My first SSD was a Patriot WARP V.2 32GB SSD. It not quite the bleeding edge, that "V.2" signified a revision that solved some issues in the first wave. Early experience with my first SSD was amazing enough for me to look for a larger 120GB unit to gain a little more elbow room in day-to-day use. They both represented early technology with flaws that needed solving before SSD became long-term reliable. I didn't know that when I bought them, but it was certainly made clear as their performance degraded over a few years and then dying entirely when they no longer showed up as SATA drives when plugged them in. I took apart the first Patriot drive, now it's time for the second OCZ drive.

Since they were both built around the JMF602 controller and arrived on market around the same time, I expected them to both utilize a JMF602 reference design. Before I opened up this SSD, I expected the circuit board to look identical to the smaller Patriot, just with higher capacity flash memory chips.

I found I was wrong when I opened up the case, this drive used a very different circuit board layout. This design placed the JMF602 at the center, and I don't see an obvious debug header. There is still a connector adjacent to the SATA data port and it is populated on this drive: a USB mini-B socket that lets this SSD act as a USB flash drive.

Four more flash chips live on the other side of this board, again in a different layout compared to the Patriot drive. They seem to have the same production information sticker, but that might be some sort of industry standard sticker.

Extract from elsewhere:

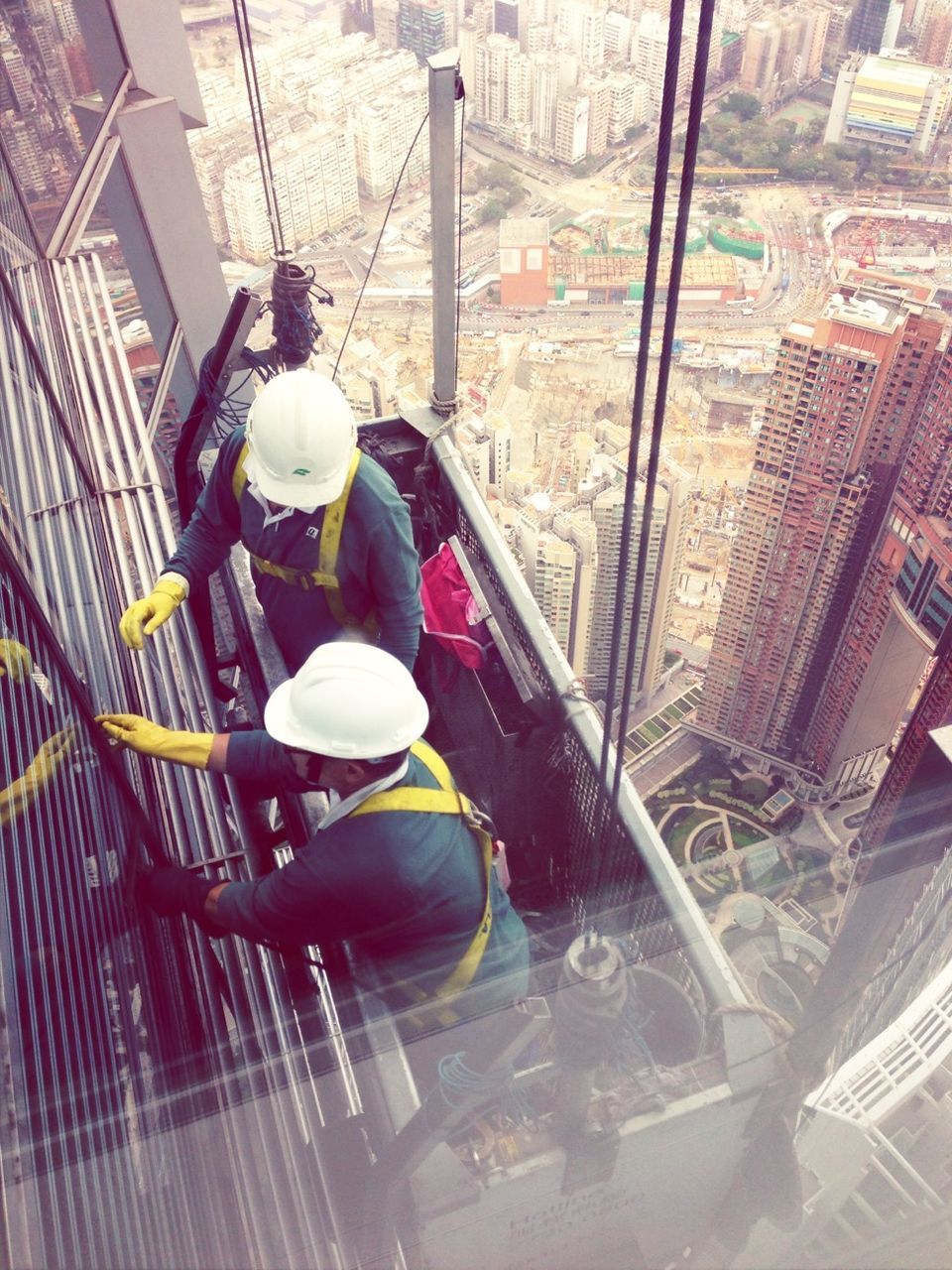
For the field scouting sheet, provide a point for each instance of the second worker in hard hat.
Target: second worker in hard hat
(327, 534)
(400, 866)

Thanks to the USB port, I could still access this drive even though the SATA port no longer enumerates. It is only an USB 2.0 connection, but I don't think that is a constraint. Write performance has degraded to an atrocious level on this drive. Here I'm copying a single large ISO file to the drive. 25MB/sec throughput and a response time of nearly 500ms are well below limits of USB2.

Read throughput is only slightly better at nearly 40MB/sec and a 20ms read response time is significantly faster but still not great. Since this drive still works via USB, for now I'll spare it the hot air treatment I performed to the Patriot. But given this level of performance I'm not sure if I can do anything useful with it.